The key to retaining hybrid workers? Resolving Workplace Friction

As more organizations return to the workplace and adopt a hybrid working model, HR leaders must tackle workplace friction to attract and retain talent.

Organizations continue to face a unique situation labor market – a mass turnover coupled with an increase in job vacancies – as the global economy recovers from the ripple effects of the pandemic. And many employees recognize their new Powerful. According to Gartner analysisannual voluntary U.S. employee turnover is expected to jump nearly 20% this year, from a pre-pandemic annual average of 31.9 million employees leaving their jobs to 37.4 million in 2022.

Naturally, employers are worried. A recent Gartner survey of 100 business leaders in October 2021 found that more than half of respondents are very concerned about employee turnover.

Workplace Friction Creates Retention Risks

As HR leaders figure out how to meet the mitigation challenge employee attrition, it is essential for them to look into the root causes of employee departures. There are many reasons why employees leave their jobs, including organizational changes, personal life, external environment, or work experiences.

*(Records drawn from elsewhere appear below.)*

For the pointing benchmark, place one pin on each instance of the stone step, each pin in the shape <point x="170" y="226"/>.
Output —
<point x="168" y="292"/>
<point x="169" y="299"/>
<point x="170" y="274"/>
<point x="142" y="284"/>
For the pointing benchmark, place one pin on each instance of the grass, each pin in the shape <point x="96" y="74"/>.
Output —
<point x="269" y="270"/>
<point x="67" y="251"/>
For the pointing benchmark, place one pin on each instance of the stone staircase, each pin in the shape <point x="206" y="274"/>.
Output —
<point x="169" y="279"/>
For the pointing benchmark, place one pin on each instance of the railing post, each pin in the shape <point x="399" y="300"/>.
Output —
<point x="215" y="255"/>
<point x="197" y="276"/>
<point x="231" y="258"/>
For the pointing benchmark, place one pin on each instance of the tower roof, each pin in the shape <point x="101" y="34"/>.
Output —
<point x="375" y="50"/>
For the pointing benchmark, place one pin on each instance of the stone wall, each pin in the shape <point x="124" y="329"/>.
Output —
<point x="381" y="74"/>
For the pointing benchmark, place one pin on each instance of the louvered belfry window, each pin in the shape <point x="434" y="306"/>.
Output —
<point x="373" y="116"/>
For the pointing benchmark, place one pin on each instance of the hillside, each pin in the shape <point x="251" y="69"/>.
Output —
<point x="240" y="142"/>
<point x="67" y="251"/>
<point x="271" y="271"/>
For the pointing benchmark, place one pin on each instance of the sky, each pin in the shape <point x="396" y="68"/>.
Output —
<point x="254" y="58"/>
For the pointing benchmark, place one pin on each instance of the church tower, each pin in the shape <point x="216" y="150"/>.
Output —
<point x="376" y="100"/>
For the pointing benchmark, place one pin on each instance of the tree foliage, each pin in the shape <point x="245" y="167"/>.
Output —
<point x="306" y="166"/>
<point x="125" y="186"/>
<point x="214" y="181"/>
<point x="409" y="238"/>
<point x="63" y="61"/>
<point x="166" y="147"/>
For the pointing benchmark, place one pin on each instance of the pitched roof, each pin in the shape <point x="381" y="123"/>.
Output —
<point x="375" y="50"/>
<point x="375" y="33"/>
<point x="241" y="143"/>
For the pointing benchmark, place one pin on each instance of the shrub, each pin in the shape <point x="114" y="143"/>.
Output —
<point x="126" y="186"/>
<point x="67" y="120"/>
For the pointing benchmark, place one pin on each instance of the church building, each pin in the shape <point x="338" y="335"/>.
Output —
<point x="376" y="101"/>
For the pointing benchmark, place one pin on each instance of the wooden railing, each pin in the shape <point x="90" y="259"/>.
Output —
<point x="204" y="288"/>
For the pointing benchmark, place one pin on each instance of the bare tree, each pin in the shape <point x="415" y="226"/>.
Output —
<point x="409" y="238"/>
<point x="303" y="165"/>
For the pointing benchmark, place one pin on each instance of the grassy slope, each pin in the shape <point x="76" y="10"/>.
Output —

Yet, organizational changes related to employees’ work experiences firmly remain a major influential factor in an employee’s decision to leave an organization.

Specifically, research from Gartner shows that when employees experience a high level of job friction – that is, when the work is unnecessarily difficult – they are much more likely to leave their organization. In fact, when employees report more than nine workplace frictions in their day-to-day work, it can lead to a drop of up to 35% in their intention to stay. Examples of common workplace frictions include delays in work while waiting for a co-worker to intervene, lengthy approval processes for new ideas or approaches, and difficult-to-access critical work-related information.

Many of these challenges are not unique to specific talent segments, however, hybrid workers experience the most friction at work.

A recent Gartner survey of more than 3,000 employees worldwide found that those who work in a hybrid or remote environment working environment are 40% more likely to report a high level of workplace friction than on-site workers. They are 14% more likely to report a dramatic increase in the volume of tasks they complete and 67% more likely to be forced to create new processes in their work because none already exist.

In a world where employees have so many opportunities, frustrations with their work experiences will cause them to finally respond to that recruiter or open their recommended job emails from LinkedIn.

Today, as more employers begin to reopen their offices and adopt a hybrid work model, Gartner recommends that HR leaders pursue two strategies to prevent attrition.

Reset Hybrid Collaboration Habits

As teams become increasingly geographically dispersed, coordinating work arrangements remains a major challenge that many teams are still learning to manage.

Teams must create new collaboration standards. The HR team at a leading organization recognized the importance of actively supporting teams and reviewed their collaboration habits to ensure they continued to be effective, rather than leaving them to fend for themselves and manage alone.

Some of the changes they implemented included:

  • Set collaboration times where everyone in a particular region agrees to be available for synchronous collaboration. This time is not for back-to-back meetings, but rather for employees to work together, discuss, or even work on documents.
  • Blocking time for targeted work. This approach allows employees to schedule time for asynchronous solo collaboration. This time is for collaborating via email or commenting on documents at a time that meets employee needs and preferences.

Ruthlessly prioritize work based on impact

Gartner research shows that only half of employees who work hybrid or fully remotely agree they can maintain a work-life balance. This imbalance puts individuals at risk of burnout. Without the cues of a home-to-work commute or office work experience, employees who work from home can struggle to identify the boundaries between their personal and professional lives.

For hybrid and remote teams to succeed, it is essential that they effectively prioritize their work. This ensures that employees are not only working on the most important task, but also limit burnout.

For example, a leading organization’s organizational effectiveness team helps teams clarify where they should focus their efforts. They help teams define the activities that will have the greatest impact on business deliverables, categorize those tasks into four activity categories, and assign different levels of effort and time to those categories based on their business impact per relative to the effort required. By making this activity a habit, team leaders can prevent their hybrid workers from becoming overwhelmed.

Hybrid work models have fundamentally changed the way work happens and most organizations are still grappling with the realities of these disturbances. These realities have created new workplace frictions faced by employees at the same time organizations face the great resignation.

To stem this risk, HR leaders must work with business leaders and managers to reset hybrid work collaboration habits and ruthlessly prioritize work based on impact. Doing both will protect the employee experience and ensure that organizations remain attractive to employees. talent segments.